# Ammonium and Urea for Nitrogen source



## JamesC

One question that has never been explained to me is why do some manufacturer's use ammonium or urea based compounds in their products as a source of Nitrogen. On all forums I visit it is drummed into you how adding ammonium and urea to your planted tank will create algae mayhem and that potassium nitrate is the way to go. Do the manufacturers know something? I even tried replacing potassium nitrate with urea keeping the N amount the same for several weeks but didn't notice any difference in plant growth nor did I suffer any algae outbreaks.

James


----------



## jmhart

I've been involved in a few discussions about this, and the result was that most people that have used urea have had absolutely no negative results. Positive results are pretty subjective, but I believe *technically* nirtrogen from urea is more readily available to plants, so again, *technically*, urea is a better option.

Why we all use KNO3, I don't know except that we all operate off that conventional wisdom that urea or NH4 will cause an algae bloom. 

This is, of course, in plant only tanks.


----------



## BryceM

It's a pretty controversial topic. There are plenty of people who add nitrogen in the form of either ammonium or ammonia. Actually, they're one and the same, since one is quickly converted to the the other at a ratio that depends on the pH of the water it's placed into.

As long as you keep concentrations quite low, you'll probably do just fine. Plants actually have an easier time assimilating ammonium than nitrate from a biochemical point of view. They do just fine converting nitrate to a usable form though and it's infinitely less toxic to the fish.


----------



## Zapins

Nitrogen also lingers in the aquarium a little longer than the other forms. Some plants have a little bit of a hard time absorbing nitrates vs. urea or ammonia. 

It makes more sense to dose all three forms in very low levels. If you look at nearly all garden fertilizers they always have a combination of all three compounds for best results. Just make sure that the total N level doesn't exceed the needed N level if you decide to dose.

I believe freemann has been dosing ammonia for a long time now without problems.


----------



## AshK

According to what I've read by Dianne Walstad, the vast majority--if not all--truly aquatic plants uptake ammonium more readily as a nitrogen source than nitrates. Only marginal plants found around a water's edge use nitrates more readily.

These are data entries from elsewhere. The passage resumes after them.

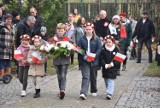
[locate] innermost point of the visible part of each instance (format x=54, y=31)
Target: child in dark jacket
x=109, y=66
x=61, y=63
x=22, y=62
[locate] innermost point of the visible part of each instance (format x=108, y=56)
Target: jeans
x=148, y=45
x=109, y=85
x=4, y=63
x=23, y=75
x=61, y=74
x=89, y=75
x=37, y=81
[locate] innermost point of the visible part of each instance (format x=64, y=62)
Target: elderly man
x=145, y=32
x=101, y=26
x=25, y=27
x=39, y=21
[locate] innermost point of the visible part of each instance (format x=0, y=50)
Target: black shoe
x=62, y=94
x=118, y=73
x=37, y=94
x=124, y=68
x=138, y=61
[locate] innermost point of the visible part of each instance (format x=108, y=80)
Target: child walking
x=37, y=59
x=61, y=63
x=109, y=66
x=22, y=62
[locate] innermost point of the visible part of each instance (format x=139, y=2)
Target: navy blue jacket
x=95, y=47
x=106, y=57
x=144, y=31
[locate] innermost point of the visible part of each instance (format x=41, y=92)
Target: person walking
x=36, y=69
x=39, y=21
x=91, y=44
x=6, y=45
x=22, y=62
x=145, y=32
x=109, y=66
x=101, y=26
x=128, y=38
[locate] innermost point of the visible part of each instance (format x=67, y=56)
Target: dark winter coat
x=6, y=43
x=95, y=46
x=144, y=31
x=22, y=29
x=38, y=24
x=101, y=27
x=106, y=57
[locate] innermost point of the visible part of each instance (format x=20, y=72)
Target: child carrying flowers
x=109, y=66
x=36, y=59
x=61, y=57
x=21, y=56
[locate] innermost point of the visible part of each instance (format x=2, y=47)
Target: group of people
x=103, y=38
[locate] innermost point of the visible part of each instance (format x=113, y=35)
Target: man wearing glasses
x=25, y=27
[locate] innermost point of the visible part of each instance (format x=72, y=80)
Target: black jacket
x=106, y=57
x=144, y=31
x=22, y=29
x=38, y=25
x=101, y=27
x=95, y=46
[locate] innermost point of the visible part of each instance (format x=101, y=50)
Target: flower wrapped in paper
x=46, y=46
x=18, y=54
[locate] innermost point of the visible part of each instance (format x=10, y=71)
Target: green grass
x=153, y=70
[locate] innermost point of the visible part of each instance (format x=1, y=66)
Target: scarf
x=110, y=48
x=112, y=28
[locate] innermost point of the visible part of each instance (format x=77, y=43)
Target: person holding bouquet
x=89, y=61
x=109, y=65
x=36, y=59
x=20, y=55
x=62, y=61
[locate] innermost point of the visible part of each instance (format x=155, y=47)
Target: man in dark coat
x=39, y=21
x=145, y=32
x=101, y=26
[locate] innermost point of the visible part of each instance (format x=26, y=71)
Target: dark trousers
x=61, y=74
x=72, y=58
x=23, y=75
x=89, y=75
x=93, y=79
x=148, y=45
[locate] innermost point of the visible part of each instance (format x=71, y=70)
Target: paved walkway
x=133, y=90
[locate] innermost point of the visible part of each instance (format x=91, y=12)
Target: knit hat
x=145, y=13
x=7, y=16
x=36, y=37
x=116, y=17
x=89, y=24
x=123, y=14
x=43, y=29
x=15, y=13
x=25, y=36
x=109, y=37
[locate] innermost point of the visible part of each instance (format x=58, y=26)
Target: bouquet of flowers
x=46, y=47
x=62, y=48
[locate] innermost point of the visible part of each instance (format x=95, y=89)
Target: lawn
x=153, y=70
x=51, y=70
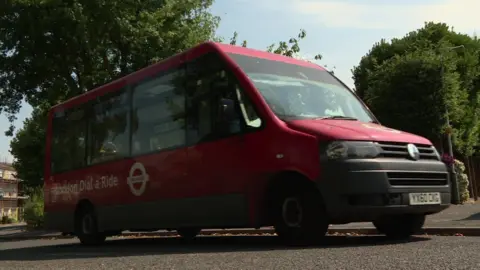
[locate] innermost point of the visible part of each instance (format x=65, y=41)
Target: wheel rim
x=292, y=212
x=87, y=224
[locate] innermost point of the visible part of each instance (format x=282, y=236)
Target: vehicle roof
x=226, y=48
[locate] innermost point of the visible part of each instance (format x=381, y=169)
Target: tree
x=52, y=50
x=402, y=79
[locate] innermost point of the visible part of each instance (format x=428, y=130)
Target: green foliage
x=8, y=220
x=392, y=87
x=28, y=147
x=402, y=83
x=462, y=180
x=33, y=210
x=290, y=48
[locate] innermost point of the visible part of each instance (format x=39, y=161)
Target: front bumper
x=362, y=190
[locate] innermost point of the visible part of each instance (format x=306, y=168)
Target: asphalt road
x=241, y=252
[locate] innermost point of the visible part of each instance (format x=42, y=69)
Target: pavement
x=457, y=219
x=245, y=252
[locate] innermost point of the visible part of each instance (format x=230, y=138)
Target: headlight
x=349, y=149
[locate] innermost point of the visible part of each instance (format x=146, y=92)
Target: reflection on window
x=159, y=114
x=109, y=129
x=68, y=142
x=210, y=86
x=294, y=91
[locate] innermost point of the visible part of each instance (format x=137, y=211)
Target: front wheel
x=401, y=226
x=300, y=217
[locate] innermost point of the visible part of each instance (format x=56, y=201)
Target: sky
x=342, y=31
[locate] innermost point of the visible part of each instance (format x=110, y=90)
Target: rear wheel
x=188, y=233
x=87, y=227
x=401, y=226
x=300, y=216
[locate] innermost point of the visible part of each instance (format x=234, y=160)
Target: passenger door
x=218, y=150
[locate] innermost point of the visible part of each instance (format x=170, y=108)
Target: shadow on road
x=174, y=245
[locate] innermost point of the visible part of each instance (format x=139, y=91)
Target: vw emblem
x=413, y=151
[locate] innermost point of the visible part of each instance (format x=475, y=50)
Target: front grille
x=399, y=150
x=417, y=178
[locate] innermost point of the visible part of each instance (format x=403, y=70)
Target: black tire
x=87, y=227
x=300, y=217
x=188, y=233
x=401, y=226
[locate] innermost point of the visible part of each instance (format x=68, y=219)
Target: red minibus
x=221, y=136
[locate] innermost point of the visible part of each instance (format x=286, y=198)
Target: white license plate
x=425, y=198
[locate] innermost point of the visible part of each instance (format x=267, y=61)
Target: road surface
x=242, y=252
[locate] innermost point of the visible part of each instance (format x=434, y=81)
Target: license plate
x=425, y=198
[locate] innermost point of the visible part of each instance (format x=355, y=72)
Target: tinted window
x=210, y=85
x=294, y=91
x=159, y=113
x=109, y=128
x=68, y=140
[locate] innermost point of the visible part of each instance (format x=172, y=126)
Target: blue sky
x=341, y=30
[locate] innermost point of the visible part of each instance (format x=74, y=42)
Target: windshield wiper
x=337, y=117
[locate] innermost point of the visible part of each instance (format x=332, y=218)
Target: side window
x=109, y=128
x=213, y=94
x=159, y=113
x=69, y=140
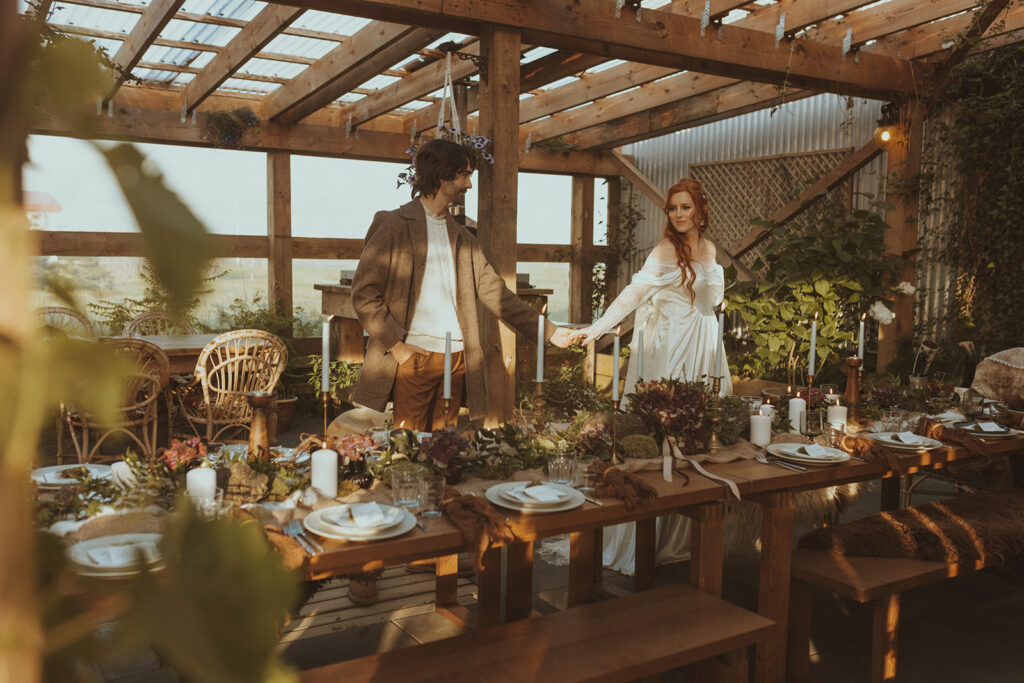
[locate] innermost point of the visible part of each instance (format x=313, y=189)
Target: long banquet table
x=771, y=486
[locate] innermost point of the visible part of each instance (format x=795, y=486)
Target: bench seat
x=622, y=639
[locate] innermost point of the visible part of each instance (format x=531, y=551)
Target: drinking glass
x=561, y=470
x=432, y=491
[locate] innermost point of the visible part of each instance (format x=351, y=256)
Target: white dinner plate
x=887, y=438
x=50, y=477
x=497, y=496
x=313, y=523
x=83, y=554
x=337, y=518
x=790, y=453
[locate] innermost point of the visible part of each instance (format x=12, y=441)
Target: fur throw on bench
x=982, y=527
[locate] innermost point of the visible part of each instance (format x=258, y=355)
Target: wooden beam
x=655, y=195
x=146, y=29
x=581, y=265
x=499, y=186
x=279, y=231
x=658, y=38
x=247, y=43
x=373, y=48
x=856, y=161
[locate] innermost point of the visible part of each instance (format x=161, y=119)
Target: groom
x=422, y=275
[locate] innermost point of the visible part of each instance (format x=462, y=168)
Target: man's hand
x=561, y=337
x=402, y=351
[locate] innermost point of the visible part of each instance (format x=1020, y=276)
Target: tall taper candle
x=448, y=366
x=814, y=342
x=540, y=344
x=614, y=367
x=326, y=367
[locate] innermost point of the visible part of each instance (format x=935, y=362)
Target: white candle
x=614, y=367
x=836, y=413
x=326, y=367
x=814, y=341
x=201, y=484
x=448, y=366
x=324, y=475
x=540, y=344
x=860, y=339
x=798, y=410
x=760, y=430
x=640, y=354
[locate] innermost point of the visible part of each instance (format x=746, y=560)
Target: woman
x=675, y=295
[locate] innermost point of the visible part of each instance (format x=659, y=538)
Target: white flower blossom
x=881, y=313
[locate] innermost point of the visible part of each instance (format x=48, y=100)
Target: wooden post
x=581, y=266
x=279, y=231
x=902, y=172
x=499, y=121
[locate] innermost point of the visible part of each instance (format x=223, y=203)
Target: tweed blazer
x=386, y=287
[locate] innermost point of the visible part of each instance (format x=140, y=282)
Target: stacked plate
x=116, y=556
x=905, y=441
x=525, y=497
x=809, y=454
x=60, y=475
x=359, y=521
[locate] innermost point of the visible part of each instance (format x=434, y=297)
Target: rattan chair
x=157, y=323
x=213, y=400
x=136, y=417
x=67, y=321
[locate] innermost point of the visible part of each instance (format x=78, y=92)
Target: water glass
x=561, y=469
x=432, y=493
x=406, y=487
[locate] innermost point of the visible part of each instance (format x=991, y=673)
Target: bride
x=675, y=295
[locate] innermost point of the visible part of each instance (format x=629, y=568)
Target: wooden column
x=581, y=265
x=499, y=121
x=279, y=231
x=902, y=171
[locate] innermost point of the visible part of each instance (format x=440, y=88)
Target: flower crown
x=476, y=144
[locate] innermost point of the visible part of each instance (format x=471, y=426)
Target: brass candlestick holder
x=714, y=444
x=853, y=365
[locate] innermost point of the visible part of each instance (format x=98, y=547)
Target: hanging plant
x=225, y=129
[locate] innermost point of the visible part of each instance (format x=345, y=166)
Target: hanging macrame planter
x=478, y=145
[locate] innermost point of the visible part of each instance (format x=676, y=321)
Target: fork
x=293, y=528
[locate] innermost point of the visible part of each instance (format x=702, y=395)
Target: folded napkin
x=615, y=482
x=952, y=436
x=481, y=524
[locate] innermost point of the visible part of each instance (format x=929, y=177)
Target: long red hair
x=683, y=256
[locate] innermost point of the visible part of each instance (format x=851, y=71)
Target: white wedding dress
x=680, y=340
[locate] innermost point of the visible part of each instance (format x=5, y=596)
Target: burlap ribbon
x=615, y=482
x=481, y=524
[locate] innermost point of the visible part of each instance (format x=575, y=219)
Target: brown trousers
x=418, y=389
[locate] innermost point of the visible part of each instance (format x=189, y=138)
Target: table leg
x=773, y=592
x=645, y=552
x=519, y=582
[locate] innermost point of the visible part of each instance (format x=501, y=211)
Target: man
x=421, y=275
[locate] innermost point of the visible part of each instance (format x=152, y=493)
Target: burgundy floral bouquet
x=674, y=410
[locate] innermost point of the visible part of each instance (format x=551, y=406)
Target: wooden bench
x=621, y=639
x=878, y=581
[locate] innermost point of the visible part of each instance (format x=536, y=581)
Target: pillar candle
x=324, y=476
x=760, y=430
x=860, y=339
x=814, y=341
x=798, y=412
x=201, y=484
x=448, y=366
x=326, y=367
x=837, y=413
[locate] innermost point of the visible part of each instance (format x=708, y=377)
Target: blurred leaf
x=176, y=243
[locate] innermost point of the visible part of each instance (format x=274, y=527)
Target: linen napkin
x=481, y=524
x=616, y=482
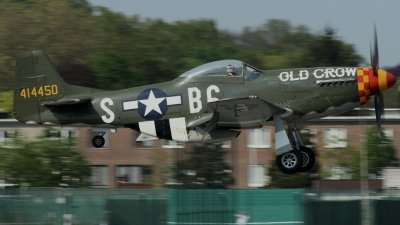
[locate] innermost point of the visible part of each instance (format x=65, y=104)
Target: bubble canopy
x=216, y=68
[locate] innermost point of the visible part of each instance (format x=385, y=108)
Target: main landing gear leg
x=98, y=140
x=288, y=159
x=307, y=153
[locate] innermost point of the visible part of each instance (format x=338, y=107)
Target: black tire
x=308, y=159
x=289, y=162
x=98, y=141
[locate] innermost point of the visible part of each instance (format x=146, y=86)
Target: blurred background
x=54, y=175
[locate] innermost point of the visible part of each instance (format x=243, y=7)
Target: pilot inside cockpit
x=231, y=70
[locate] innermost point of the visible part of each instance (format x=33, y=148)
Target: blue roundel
x=152, y=104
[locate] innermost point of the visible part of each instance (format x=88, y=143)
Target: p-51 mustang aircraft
x=210, y=103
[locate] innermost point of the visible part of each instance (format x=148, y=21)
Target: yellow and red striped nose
x=369, y=83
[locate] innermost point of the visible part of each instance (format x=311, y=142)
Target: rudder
x=36, y=80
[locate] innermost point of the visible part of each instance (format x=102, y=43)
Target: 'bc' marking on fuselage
x=194, y=94
x=152, y=104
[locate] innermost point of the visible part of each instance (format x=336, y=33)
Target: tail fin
x=36, y=82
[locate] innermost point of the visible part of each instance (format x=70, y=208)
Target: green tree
x=346, y=158
x=46, y=162
x=111, y=71
x=381, y=152
x=204, y=168
x=328, y=50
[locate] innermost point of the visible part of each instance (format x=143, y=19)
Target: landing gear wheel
x=290, y=162
x=98, y=141
x=308, y=159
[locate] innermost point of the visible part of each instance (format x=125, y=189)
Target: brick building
x=122, y=162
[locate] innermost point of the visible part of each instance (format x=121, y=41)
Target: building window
x=259, y=138
x=99, y=175
x=309, y=136
x=106, y=137
x=7, y=135
x=172, y=144
x=257, y=176
x=336, y=172
x=144, y=144
x=335, y=138
x=169, y=175
x=58, y=134
x=133, y=174
x=226, y=144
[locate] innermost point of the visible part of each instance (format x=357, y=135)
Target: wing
x=241, y=113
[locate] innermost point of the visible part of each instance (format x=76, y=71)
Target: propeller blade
x=378, y=110
x=375, y=53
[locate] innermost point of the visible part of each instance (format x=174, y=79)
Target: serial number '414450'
x=46, y=90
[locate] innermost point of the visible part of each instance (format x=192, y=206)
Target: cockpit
x=231, y=68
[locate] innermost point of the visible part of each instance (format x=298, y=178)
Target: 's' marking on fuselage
x=109, y=118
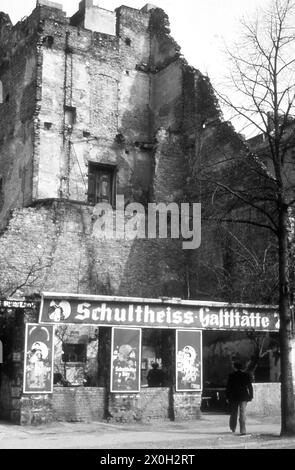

http://www.aquabotanic.com/plants_and_biological_filtration.htm

From what I've learned in botany classes, beneficial bacteria on plants convert nitrates quickly enough into ammonium for plant uptake. Because of this, I choose the "safer" route of using nitrates as a nitrogen source. I don't know if in actuality its "safer" or not, but after witnessing the damage of ammonia poisoning on fish I get a little uneasy around the A-words :shock:.

I look forward to reading more posts in this thread. Hopefully someone with first hand experience dosing ammonia/ammonium/urea will chime in and enlighten us.


----------



## wet

I've done this with Calcium Ammonium Nitrate (C.A.N.) but only induced greenwater, and I believe it to be my fault. At that point and with my amateur plant nerd understanding of chemistry I could not isolate NH4 uptake to plants, bacteria, or the greenwater, but N was gone all sorts of fast. 

For those not aware but considering doing this experiment, remember to isolate N, by the way. For example, if I dropped about 10g of NO3 into my imaginary but awesome ginormous tank, I'd only need about 3g NH4 for the same dose of Nitrogen.


----------



## JamesC

I have decided to give dosing urea a go and see if there are any benefits. All plants currently grow great except for two. These are Alternanthera Reineckii 'lilacina' and Ludwigia Glandulosa which seem to grow with small and deformed leaves. I could of course always ditch these two plants but I like to persevere with them. I have tried different dosing stratergies from heavy EI through to a fairly lean dosing system that I currently use. Actually I found the heavier I dosed the worse the problem became with these two plants.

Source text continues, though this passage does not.